Hello everyone,
I am facing this issue for a while now but finally decided to fix it.
I have 2 Tumbleweed machines, one which never had the NVidia driver installed manually and one (my main machine) which had the driver installed via the run file provided by NVidia in the past.
No big deal since everything worked just fine on both machines.
Blender using CUDA in Cycles and ffmpeg using NVENC.
However on my main machine (which once had the driver installed via the run file) I am not able to use CUDA anymore if I run the repo driver.
If I run the run-file driver everything just works. But I am a little bit tired of rebuilding the kernel module on each Kernel update. It’s Tumbleweed so you can guess that happens not very rare here
I was digging down the issue and checked everything I could imagine.
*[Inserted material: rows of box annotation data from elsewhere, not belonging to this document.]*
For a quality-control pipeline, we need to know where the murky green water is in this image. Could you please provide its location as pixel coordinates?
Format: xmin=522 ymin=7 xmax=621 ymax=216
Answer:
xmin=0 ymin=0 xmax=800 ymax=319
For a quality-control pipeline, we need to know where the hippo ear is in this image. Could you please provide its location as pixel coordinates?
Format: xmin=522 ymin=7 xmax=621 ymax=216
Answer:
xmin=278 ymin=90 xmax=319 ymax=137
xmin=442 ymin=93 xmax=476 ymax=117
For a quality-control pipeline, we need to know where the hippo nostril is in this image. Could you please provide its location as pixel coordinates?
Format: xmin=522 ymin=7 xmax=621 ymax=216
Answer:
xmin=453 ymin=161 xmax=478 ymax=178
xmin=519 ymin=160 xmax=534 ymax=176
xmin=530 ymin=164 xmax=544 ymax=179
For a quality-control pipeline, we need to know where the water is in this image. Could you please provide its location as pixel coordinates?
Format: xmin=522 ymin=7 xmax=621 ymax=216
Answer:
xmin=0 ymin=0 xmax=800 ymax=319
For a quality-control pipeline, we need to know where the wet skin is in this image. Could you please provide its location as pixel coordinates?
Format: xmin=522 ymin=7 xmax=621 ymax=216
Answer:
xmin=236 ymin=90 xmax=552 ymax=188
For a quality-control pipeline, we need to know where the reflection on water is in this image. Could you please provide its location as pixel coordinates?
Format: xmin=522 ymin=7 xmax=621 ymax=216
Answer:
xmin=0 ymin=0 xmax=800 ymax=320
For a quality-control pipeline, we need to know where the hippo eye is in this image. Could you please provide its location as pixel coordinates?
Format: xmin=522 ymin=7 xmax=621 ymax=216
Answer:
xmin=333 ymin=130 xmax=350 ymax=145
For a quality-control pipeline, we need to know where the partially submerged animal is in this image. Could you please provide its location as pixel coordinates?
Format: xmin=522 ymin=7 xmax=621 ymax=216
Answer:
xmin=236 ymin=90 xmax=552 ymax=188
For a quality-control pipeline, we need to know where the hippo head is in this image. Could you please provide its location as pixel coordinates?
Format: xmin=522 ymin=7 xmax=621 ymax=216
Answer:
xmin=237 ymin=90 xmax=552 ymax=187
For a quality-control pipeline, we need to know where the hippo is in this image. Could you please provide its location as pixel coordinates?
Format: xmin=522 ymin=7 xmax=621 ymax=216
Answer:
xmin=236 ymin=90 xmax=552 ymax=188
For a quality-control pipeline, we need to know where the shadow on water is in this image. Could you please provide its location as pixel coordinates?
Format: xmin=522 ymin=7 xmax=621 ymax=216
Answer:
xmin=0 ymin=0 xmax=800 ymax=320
Both machines have the same packages installed via YaST (including the nvidia compute package) and also the nvidia-smi reports:
+-----------------------------------------------------------------------------+
| NVIDIA-SMI 440.82 Driver Version: 440.82 CUDA Version: 10.2 |
|-------------------------------+----------------------+----------------------+
| GPU Name Persistence-M| Bus-Id Disp.A | Volatile Uncorr. ECC |
| Fan Temp Perf Pwr:Usage/Cap| Memory-Usage | GPU-Util Compute M. |
|===============================+======================+======================|
| 0 GeForce GTX 1080 Off | 00000000:26:00.0 On | N/A |
| 23% 63C P0 53W / 180W | 593MiB / 8116MiB | 1% Default |
+-------------------------------+----------------------+----------------------+
| 1 GeForce GTX 1080 Off | 00000000:27:00.0 Off | N/A |
| 0% 40C P8 5W / 180W | 2MiB / 8119MiB | 0% Default |
+-------------------------------+----------------------+----------------------+
+-----------------------------------------------------------------------------+
| Processes: GPU Memory |
| GPU PID Type Process name Usage |
|=============================================================================|
| 0 2073 G /usr/bin/X 209MiB |
| 0 2295 G /usr/bin/kwin_x11 112MiB |
| 0 2301 G /usr/bin/plasmashell 121MiB |
| 0 3134 G /usr/lib64/firefox/firefox 2MiB |
| 0 3191 G /usr/lib64/firefox/firefox 142MiB |
+-----------------------------------------------------------------------------+
CUDA 10.2
However every time I want to use the NVENC or Blender to render on the GPU (repo driver) on my main rig it just fails with CUDA initialization issues.
I also checked if all symlink in /etc/lib and /etc/lib64 are the same on both machines. They are.
Than finally I checked ldconfig and found some differences between both machines.
The working installation:
sudo ldconfig -p | grep -i cuda
libicudata.so.66 (libc6,x86-64) => /usr/lib64/libicudata.so.66
libicudata.so.61.1 (libc6,x86-64) => /usr/lib64/libicudata.so.61.1
libicudata.so.suse62.1 (libc6,x86-64) => /usr/lib64/libicudata.so.suse62.1
libicudata.so.suse61.1 (libc6,x86-64) => /usr/lib64/libicudata.so.suse61.1
libicudata.so (libc6,x86-64) => /usr/lib64/libicudata.so
libcuda.so.1 (libc6,x86-64) => /usr/lib64/libcuda.so.1
libcuda.so.1 (libc6) => /usr/lib/libcuda.so.1
libcuda.so (libc6,x86-64) => /usr/lib64/libcuda.so
libcuda.so (libc6) => /usr/lib/libcuda.so
The broken installation:
sudo ldconfig -p | grep -i cuda
libicudata.so.66 (libc6,x86-64) => /usr/lib64/libicudata.so.66
libcuda.so.1 (libc6,x86-64) => /usr/lib64/libcuda.so.1
libcuda.so.1 (libc6) => /usr/lib/libcuda.so.1
libcuda.so (libc6,x86-64) => /usr/lib64/libcuda.so
libcuda.so (libc6) => /usr/lib/libcuda.so
So it looks like ldconfig is got messed up by the nvidia installer and the repo installer seems not to fix it.
Can someone tell me how I can fix this on my own?